This project involves exploring the U.S. National Oceanic and Atmospheric Administration’s (NOAA) storm database. This database tracks characteristics of major storms and weather events in the United States, including when and where they occur, as well as estimates of any fatalities, injuries, and property damage. The analysis of the fatalities and injuries specifies tornado as the most harmful weather events for population. In the same time, the biggest damage for the property and crop was caused by thunderstorm winds.
options(tinytex.verbose = TRUE)
setwd("C:/Users/rikig/OneDrive/Рабочий стол/project R 5.2")
getwd()
[1] “C:/Users/rikig/OneDrive/Рабочий стол/project R 5.2”
options(tinytex.verbose = TRUE)
StormData <- "repdata%2Fdata%2FStormData.csv.bz2"
if (!file.exists(StormData)){
fileUrl <- "https://d396qusza40orc.cloudfront.net/repdata%2Fdata%2FStormData.csv.bz2"
download.file(fileUrl, destfile = file.path("C:/Users/rikig/OneDrive/Рабочий стол/project R 5.2/", "repdata%2Fdata%2FStormData.csv.bz2")
, method="curl")
}
options(tinytex.verbose = TRUE)
StormDataTable <- read.csv(StormData)
options(tinytex.verbose = TRUE)
library('dplyr')
head(StormData)
[1] “repdata%2Fdata%2FStormData.csv.bz2”
PopulationDamage <- StormDataTable %>% select(,c(8,23,24,))
options(tinytex.verbose = TRUE)
PopulationDamage <- PopulationDamage %>%
group_by(EVTYPE) %>%
summarise(sum(FATALITIES, INJURIES))
colnames(PopulationDamage)[2] <- "Impact_on_Population"
PopulationDamage <- PopulationDamage %>%
arrange(desc(Impact_on_Population))
PopulationDamage <- PopulationDamage[1:5,]

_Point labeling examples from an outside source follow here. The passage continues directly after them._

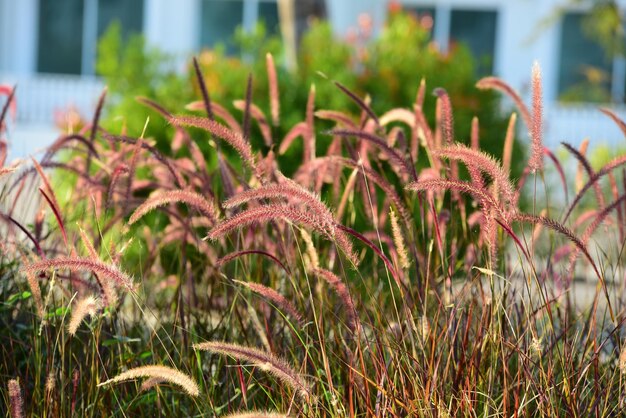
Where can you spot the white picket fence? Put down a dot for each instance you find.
(573, 123)
(39, 96)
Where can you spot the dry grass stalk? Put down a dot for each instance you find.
(507, 152)
(536, 157)
(272, 80)
(161, 198)
(398, 240)
(164, 373)
(82, 264)
(447, 120)
(475, 134)
(266, 361)
(274, 297)
(256, 414)
(15, 399)
(311, 252)
(88, 305)
(579, 170)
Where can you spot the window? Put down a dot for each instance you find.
(477, 30)
(60, 40)
(128, 13)
(68, 31)
(585, 71)
(221, 18)
(268, 13)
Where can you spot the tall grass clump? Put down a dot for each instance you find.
(394, 271)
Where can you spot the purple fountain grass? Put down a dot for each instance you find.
(16, 402)
(607, 168)
(180, 182)
(343, 292)
(234, 255)
(446, 115)
(482, 162)
(256, 414)
(582, 150)
(236, 140)
(190, 198)
(337, 117)
(583, 163)
(278, 300)
(286, 190)
(361, 103)
(401, 163)
(498, 84)
(219, 112)
(265, 213)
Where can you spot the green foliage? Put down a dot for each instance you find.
(388, 69)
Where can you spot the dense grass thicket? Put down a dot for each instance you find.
(392, 274)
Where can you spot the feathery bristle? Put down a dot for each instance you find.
(482, 162)
(265, 213)
(273, 296)
(398, 240)
(497, 84)
(266, 361)
(344, 294)
(161, 198)
(84, 307)
(236, 140)
(82, 264)
(536, 157)
(161, 372)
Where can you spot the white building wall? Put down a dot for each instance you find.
(523, 35)
(173, 26)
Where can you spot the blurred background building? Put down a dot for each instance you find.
(48, 48)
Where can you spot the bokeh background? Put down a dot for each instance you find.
(49, 48)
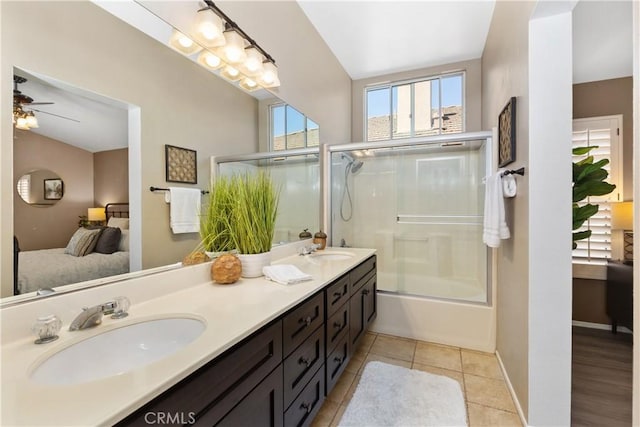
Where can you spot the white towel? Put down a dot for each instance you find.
(285, 274)
(185, 209)
(495, 226)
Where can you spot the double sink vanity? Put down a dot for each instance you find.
(191, 351)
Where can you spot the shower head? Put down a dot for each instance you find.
(354, 164)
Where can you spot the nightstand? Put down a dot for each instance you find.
(620, 294)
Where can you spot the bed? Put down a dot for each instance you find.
(48, 268)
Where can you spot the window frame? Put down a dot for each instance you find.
(306, 120)
(391, 84)
(595, 268)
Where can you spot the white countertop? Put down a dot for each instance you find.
(231, 313)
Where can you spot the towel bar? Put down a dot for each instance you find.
(152, 188)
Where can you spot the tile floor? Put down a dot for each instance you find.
(486, 395)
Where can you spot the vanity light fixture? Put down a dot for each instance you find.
(224, 46)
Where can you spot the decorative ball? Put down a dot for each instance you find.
(226, 269)
(195, 258)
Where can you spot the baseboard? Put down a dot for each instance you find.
(523, 419)
(601, 326)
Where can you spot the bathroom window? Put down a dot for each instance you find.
(423, 107)
(291, 129)
(605, 133)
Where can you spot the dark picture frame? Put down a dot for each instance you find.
(507, 134)
(181, 164)
(53, 189)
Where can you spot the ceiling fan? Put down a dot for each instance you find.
(23, 116)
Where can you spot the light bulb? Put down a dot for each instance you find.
(210, 60)
(252, 66)
(183, 44)
(231, 73)
(209, 29)
(233, 50)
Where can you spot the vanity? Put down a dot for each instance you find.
(267, 355)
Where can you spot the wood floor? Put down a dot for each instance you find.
(601, 378)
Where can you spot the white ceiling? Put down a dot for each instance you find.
(602, 40)
(372, 38)
(76, 117)
(369, 38)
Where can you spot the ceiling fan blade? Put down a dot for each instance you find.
(57, 115)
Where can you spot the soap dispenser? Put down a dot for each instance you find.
(320, 238)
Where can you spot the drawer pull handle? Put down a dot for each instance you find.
(306, 321)
(304, 361)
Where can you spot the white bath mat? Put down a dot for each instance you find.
(390, 395)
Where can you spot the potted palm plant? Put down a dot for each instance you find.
(588, 180)
(251, 220)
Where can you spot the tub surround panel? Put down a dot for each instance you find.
(231, 312)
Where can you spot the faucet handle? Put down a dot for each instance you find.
(121, 306)
(47, 328)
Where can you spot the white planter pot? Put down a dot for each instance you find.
(252, 263)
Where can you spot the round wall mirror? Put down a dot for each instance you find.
(40, 187)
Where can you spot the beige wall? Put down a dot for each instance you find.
(111, 176)
(472, 95)
(589, 301)
(79, 43)
(505, 74)
(605, 98)
(51, 226)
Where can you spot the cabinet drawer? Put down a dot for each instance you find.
(337, 294)
(301, 322)
(303, 410)
(337, 327)
(223, 382)
(300, 366)
(336, 362)
(361, 273)
(261, 407)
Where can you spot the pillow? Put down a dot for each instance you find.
(124, 241)
(122, 223)
(82, 242)
(108, 241)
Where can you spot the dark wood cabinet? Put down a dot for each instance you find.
(620, 294)
(280, 375)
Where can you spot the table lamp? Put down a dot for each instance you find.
(622, 219)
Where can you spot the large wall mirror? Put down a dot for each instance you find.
(134, 88)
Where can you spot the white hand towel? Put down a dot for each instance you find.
(495, 226)
(285, 274)
(185, 209)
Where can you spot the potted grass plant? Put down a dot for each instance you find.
(252, 218)
(214, 223)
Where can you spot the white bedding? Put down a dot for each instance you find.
(47, 268)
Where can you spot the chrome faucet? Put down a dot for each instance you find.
(306, 250)
(92, 316)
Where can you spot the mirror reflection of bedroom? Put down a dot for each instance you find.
(71, 184)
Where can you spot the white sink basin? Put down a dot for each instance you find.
(331, 256)
(117, 351)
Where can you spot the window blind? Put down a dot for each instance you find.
(603, 134)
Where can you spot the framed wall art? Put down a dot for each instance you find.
(53, 189)
(507, 134)
(181, 164)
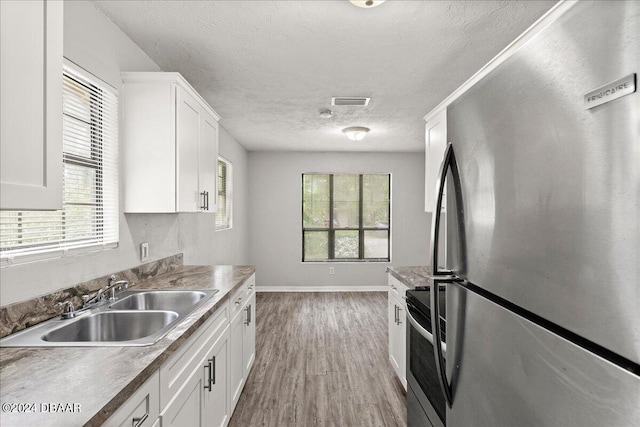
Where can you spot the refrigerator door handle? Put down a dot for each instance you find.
(435, 221)
(443, 276)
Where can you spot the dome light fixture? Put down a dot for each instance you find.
(367, 4)
(326, 114)
(355, 133)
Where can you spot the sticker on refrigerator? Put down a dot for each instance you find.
(611, 91)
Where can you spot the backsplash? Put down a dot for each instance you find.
(21, 315)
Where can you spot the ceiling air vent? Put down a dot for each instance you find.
(350, 100)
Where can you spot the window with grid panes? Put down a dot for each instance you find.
(346, 217)
(89, 218)
(223, 214)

options(tinytex.verbose = TRUE)
library(ggplot2)
ggplot(PopulationDamage, aes(x=reorder(EVTYPE, -Impact_on_Population), y=Impact_on_Population)) +
geom_bar(stat = "identity", color="darkolivegreen3", fill= "darkolivegreen3") +
xlab("Weather event") +
ylab("Population harm, num of cases")
options(tinytex.verbose = TRUE)
StormDataTable <- read.csv(StormData)
library('dplyr')
PropertyDamage <- StormDataTable %>% select(,c(8,25,26,27,28))
options(tinytex.verbose = TRUE)
options(scipen=999)
PropertyDamage$PROPTHOUSANDS <- ifelse(PropertyDamage$PROPDMGEXP == '', 0,
ifelse(PropertyDamage$PROPDMGEXP == 'K',PropertyDamage$PROPDMG,
ifelse(PropertyDamage$PROPDMGEXP == 'M',
PropertyDamage$PROPDMG*1000,PropertyDamage$PROPDMG* 1000000)))
PropertyDamage$CROPTHOUSANDS <- ifelse(PropertyDamage$CROPDMGEXP == '', 0,
ifelse(PropertyDamage$CROPDMGEXP == 'K',PropertyDamage$CROPDMG,
ifelse(PropertyDamage$CROPDMGEXP == 'M',
PropertyDamage$CROPDMG*1000,PropertyDamage$CROPDMG* 1000000)))
options(tinytex.verbose = TRUE)
PropertyDamage <- PropertyDamage %>% select(,c(1,6,7))
options(tinytex.verbose = TRUE)
PropertyDamage <- PropertyDamage %>%
group_by(EVTYPE) %>%
summarise(sum(PROPTHOUSANDS,CROPTHOUSANDS ))
colnames(PropertyDamage)[2] <- "Impact_on_Property"
PropertyDamage <- PropertyDamage %>%
arrange(desc(Impact_on_Property))
PropertyDamage <- PropertyDamage[1:5,]
options(tinytex.verbose = TRUE)
library(ggplot2)
ggplot(PropertyDamage, aes(x=reorder(EVTYPE, -Impact_on_Property), y=Impact_on_Property)) +
geom_bar(stat = "identity", color="salmon", fill= "salmon") +
xlab("Weather event") +
ylab("Property damage, $K")
The analysis of fatalities and injuries shows the following the most harmful for the population events: tornado, excessive heat, thunderstorm wind, flood and lighting, although we can see the tornado’s impact is the biggest one in top-5 the most harmful events As for the property the biggest damage was caused by thunderstorm winds, hail, tornado, flash flood and lighting. The maximum damage was received from thunderstorm winds Thus, we should pay attention to all of these types of weather events, taking in account that some of them are harmful either for population or property, and of course the most harmful events (tornado and thunderstorm winds) should get special attention.